The Nazi zombie idea was appealing to me - in both the zombie lover sense and the funny sense. Frozen Nazis? Hilarious, right?

Unfortunately, any enjoyment you may get is sucked right out of you trying to get through this movie. Starting with a woman running in the dark away from a zombie to the tune of The Sugar Plum Fairy, we get only a hint of her death - not that I really wanted to see it (Okay, so I did.) 

Then at the beginning (where only one gets to ride a Lynx "snow scooter" that he starts like a lawn mower and we see in this pristine snow (pfft...) a ton of footprints as well as other 'scooter' tracks... whoops.

After the aforementioned young people are in their cabin way up a mountainside they are conveniently visited the first night by some guy who gives a long and complicated backstory of Nazis hanging around the area in WWII. Okay, true, they were in a lot of countries out there. But these Nazis stayed, he claims. Right.

You're quite a way into the movie before you get a zombie sighting - they move like they're on speed which is dumb since not only are they zombies, they're running through snow on a mountainside. Nothing about that scenario suggests any kind of ability for fast sprinting.



These Nazi zombies, for being 'frozen' on the mountain are in incredibly good shape. Other than some obvious zombie features, their uniforms actually look like they've been cleaned and pressed. Oh, and you can see their breath. That kind of kills any suspension of disbelief you can muster for the movie. That and the fact they move faster than snowmobiles makes it just - dumb.


There's some creative uses of gore, particularly the scene with intestines being used as rope (although after that I saw another movie that was older use that trick too, I realized they weren't being that original). For zombies, they're awful bloody considering they haven't eaten anyone since.... ???? 

Blood is constantly dripping from their mouths and dismembering them makes a real mess. Right. Of course as these types of movies go, lots of zombies get ripped up, but still the young people die off one by one. 

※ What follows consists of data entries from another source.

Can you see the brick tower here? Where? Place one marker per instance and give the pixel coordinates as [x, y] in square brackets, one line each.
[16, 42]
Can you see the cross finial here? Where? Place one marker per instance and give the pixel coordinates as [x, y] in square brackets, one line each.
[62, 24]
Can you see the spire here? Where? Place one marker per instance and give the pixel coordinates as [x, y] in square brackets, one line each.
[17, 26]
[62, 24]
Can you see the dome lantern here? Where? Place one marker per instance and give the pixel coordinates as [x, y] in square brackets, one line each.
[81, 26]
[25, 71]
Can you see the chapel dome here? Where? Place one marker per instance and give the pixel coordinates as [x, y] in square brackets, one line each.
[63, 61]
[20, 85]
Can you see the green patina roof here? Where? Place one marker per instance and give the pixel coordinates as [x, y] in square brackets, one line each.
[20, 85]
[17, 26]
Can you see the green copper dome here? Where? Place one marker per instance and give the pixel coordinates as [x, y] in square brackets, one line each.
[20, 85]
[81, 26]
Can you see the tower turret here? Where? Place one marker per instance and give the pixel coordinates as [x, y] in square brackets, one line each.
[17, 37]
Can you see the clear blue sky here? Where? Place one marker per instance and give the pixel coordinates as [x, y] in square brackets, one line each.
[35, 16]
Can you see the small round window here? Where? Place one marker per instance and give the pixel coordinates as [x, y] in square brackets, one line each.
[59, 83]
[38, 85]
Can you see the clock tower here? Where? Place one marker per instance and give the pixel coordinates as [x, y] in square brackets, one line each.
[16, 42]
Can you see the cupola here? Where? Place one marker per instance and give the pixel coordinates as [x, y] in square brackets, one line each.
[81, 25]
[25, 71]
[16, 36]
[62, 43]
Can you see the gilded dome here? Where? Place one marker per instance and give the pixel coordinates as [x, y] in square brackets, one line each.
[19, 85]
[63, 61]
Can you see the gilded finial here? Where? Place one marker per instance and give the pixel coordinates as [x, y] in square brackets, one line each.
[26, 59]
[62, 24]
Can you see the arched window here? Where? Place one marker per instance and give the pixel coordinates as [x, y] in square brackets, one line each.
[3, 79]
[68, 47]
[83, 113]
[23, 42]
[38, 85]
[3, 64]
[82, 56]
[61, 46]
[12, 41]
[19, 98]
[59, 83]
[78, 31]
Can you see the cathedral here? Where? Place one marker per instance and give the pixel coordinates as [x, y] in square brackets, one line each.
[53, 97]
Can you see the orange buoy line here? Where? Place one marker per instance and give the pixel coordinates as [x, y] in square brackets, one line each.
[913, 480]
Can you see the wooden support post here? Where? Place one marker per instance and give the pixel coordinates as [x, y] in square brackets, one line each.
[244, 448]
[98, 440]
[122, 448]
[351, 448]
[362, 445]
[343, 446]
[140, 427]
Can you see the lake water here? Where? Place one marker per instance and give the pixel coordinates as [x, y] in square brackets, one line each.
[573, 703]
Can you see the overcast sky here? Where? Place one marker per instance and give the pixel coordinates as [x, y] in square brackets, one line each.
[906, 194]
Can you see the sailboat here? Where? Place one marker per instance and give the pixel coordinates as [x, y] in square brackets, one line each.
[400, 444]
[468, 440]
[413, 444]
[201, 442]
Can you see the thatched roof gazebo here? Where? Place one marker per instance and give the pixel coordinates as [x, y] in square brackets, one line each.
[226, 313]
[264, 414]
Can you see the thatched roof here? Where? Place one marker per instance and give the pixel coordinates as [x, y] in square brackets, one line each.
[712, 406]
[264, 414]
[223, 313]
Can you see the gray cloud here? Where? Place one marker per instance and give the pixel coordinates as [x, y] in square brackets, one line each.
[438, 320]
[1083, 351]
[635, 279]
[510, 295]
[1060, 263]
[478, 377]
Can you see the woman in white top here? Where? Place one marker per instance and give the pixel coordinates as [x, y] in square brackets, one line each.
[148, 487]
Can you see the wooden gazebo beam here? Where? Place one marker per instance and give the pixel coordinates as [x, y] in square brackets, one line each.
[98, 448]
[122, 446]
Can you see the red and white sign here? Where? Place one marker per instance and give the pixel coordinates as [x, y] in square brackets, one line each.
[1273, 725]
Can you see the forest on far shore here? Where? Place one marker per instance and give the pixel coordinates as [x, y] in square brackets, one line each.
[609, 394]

Note: As I watched it again having seen scores of zombie movies since then both terrible and even more terrible, I was actually able to appreciate this time the bits of humor, the large bits of gore (having brains flop onto a wooden floor gave me the giggles for some reason), and the fact that any blood and guts looks pretty rad against a field of white (but being wet with anything in that environment had to be pure torture for all the actors). I was going to pass on the sequel but now...



The last survivor actually makes it as far as his car - until he looks out the driver side window, where the leader, Standartenführer Herzog (have absolutely no idea what that means, don't care) proceeds to dispatch him so the film can end. Woof. This film could have been a lot of fun, but no. Nazis were never fun while they were alive, and being dead didn't liven them up any (sorry, couldn't resist).